- Born: 1968 Seoul South Korea
- Occupation(s): Documentarian, Filmmaker, Activist
- Website: http://www.annabelpark.com/

= Annabel Park =

American filmmaker

Annabel Park (박수현) is an American documentary filmmaker, political activist and community volunteer.

== Early years ==

Born in 1968 in Seoul, South Korea, Annabel immigrated to the United States with her family when she was nine years old, and was raised in Texas and Maryland. She studied Philosophy at Boston University and Political Theory at Oxford as a Marshall Scholar.

== Career history==
Park has worked in her family owned truck diner, worked as a nanny in New York City and briefly worked in strategic planning at The New York Times as a strategy analyst. She has also worked as playwright, theater director, and documentary film maker.

== Political activism ==

Park was the national coordinator for a network of second-generation Korean Americans, the 121 Coalition, and was instrumental in the passing of House Resolution 121. She co-directed and produced the documentary, 9500 Liberty, about the battle over the "Immigration Resolution" law in Virginia.

She is a co-founding member and was initially the de facto-coordinator of Coffee Party USA, an organization which described itself as a fact-based, non-partisan and solutions-based network that considered itself to be a "more thoughtful and reasoned alternative to the Tea Party." Park served for a time as spokesperson and Advisory Board member for Coffee Party USA. She has since departed the organization due to dissatisfaction with its governance process. She was a volunteer for Jim Webb's 2006 US Senate campaign and for Barack Obama's 2008 presidential campaign.

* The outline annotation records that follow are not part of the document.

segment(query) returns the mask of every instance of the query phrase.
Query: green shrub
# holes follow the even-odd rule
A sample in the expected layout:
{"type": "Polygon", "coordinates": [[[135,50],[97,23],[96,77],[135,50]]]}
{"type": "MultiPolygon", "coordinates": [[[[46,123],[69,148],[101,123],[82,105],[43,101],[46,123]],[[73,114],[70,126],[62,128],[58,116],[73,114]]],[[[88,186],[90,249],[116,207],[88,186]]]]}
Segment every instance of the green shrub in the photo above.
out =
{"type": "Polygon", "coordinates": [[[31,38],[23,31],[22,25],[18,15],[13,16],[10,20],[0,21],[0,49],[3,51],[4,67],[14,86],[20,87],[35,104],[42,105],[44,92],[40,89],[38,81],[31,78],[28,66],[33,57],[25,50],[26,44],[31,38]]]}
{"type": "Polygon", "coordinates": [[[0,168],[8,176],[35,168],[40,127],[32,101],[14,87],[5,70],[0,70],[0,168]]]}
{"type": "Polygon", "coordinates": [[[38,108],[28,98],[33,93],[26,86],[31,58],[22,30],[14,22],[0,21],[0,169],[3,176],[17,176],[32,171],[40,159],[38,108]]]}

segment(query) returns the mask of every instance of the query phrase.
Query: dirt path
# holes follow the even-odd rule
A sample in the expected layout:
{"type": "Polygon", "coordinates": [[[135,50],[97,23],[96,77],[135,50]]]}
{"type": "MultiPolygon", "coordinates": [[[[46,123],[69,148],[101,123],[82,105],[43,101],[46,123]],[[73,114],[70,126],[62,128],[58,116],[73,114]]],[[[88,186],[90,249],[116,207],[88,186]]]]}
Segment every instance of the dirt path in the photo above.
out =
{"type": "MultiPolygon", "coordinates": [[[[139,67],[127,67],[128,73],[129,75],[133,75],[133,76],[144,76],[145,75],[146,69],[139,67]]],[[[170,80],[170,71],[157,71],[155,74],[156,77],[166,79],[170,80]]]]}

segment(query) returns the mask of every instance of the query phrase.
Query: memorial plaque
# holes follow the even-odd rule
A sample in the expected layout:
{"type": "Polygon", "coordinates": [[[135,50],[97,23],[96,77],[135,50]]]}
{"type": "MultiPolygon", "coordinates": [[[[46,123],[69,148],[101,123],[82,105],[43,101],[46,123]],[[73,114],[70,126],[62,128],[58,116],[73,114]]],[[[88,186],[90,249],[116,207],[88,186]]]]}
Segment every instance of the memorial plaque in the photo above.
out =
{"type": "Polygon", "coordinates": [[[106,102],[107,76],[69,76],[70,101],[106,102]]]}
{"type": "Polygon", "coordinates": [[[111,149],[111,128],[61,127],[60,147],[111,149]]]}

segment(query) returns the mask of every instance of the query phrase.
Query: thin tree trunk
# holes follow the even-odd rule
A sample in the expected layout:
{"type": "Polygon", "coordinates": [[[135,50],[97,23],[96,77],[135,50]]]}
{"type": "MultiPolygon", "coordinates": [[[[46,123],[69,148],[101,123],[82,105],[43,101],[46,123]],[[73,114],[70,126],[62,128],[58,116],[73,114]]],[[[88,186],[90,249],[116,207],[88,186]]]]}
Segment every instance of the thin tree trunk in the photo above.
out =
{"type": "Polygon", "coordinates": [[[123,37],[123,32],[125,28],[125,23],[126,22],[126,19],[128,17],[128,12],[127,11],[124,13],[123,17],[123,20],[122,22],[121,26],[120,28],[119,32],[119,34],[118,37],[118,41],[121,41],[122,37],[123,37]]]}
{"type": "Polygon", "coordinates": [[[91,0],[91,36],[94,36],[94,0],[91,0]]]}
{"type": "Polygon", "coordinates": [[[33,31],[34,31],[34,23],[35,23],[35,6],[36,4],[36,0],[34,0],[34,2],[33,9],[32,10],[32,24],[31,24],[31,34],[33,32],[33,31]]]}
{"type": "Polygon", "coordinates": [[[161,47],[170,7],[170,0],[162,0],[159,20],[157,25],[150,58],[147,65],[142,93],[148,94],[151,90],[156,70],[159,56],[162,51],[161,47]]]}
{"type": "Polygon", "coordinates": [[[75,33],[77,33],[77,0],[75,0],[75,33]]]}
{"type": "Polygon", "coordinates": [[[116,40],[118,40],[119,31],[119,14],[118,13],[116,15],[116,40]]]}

Park is the creator and content producer for the interactive documentary 2010 Okinawa, exploring the controversy over U.S. bases in Okinawa. She teamed with film director Eric Byler on the web series Story of America (https://storyofamericafilm.com/feature-film/) which helped to launch both the Moral Monday movement and the "Walking Mayor" Adam O'Neal and the fight for rural healthcare (SaveourHospital.org).

== Filmography ==

"9500 Liberty" was directed by Annabel Park and Eric Byler. It chronicles the only eight weeks in American history where an "Arizona style" immigration crackdown was actually implemented, and why it was quickly repealed. "9500 Liberty" began as an "interactive documentary," allowing its viewers to not only comment, but suggest new directions and additional coverage of the story, which was uploaded almost immediately after it was shot. Today there are more than 100 installments on the YouTube channel, most of them posted between September 2007 and June 2008. These videos were combined with never-before-seen footage, including a behind-the-scenes portrayal of Park and Byler's challenge with citizen journalism and civic duty in the midst of a divisive culture war, to create the critically acclaimed feature film. "9500 Liberty" is the winner of four film festival awards. It was released theatrically in more than 30 cities, and picked up by MTV Networks for a Sept 26, 2010 cable premiere.

"Story of America" is an ambitious documentary web series launched in 2012 directed by Annabel Park about searching for hope and healing in America's divide. A particular focus on voting rights called attention to voter suppression in many states and counties, particularly during the 2012 US Presidential election, when elected officials, such as Elijah Cummings, and lawyers and activists were interviewed to share what they witnessed in terms of the practices used to block minority voters from exercising their rights at the polls.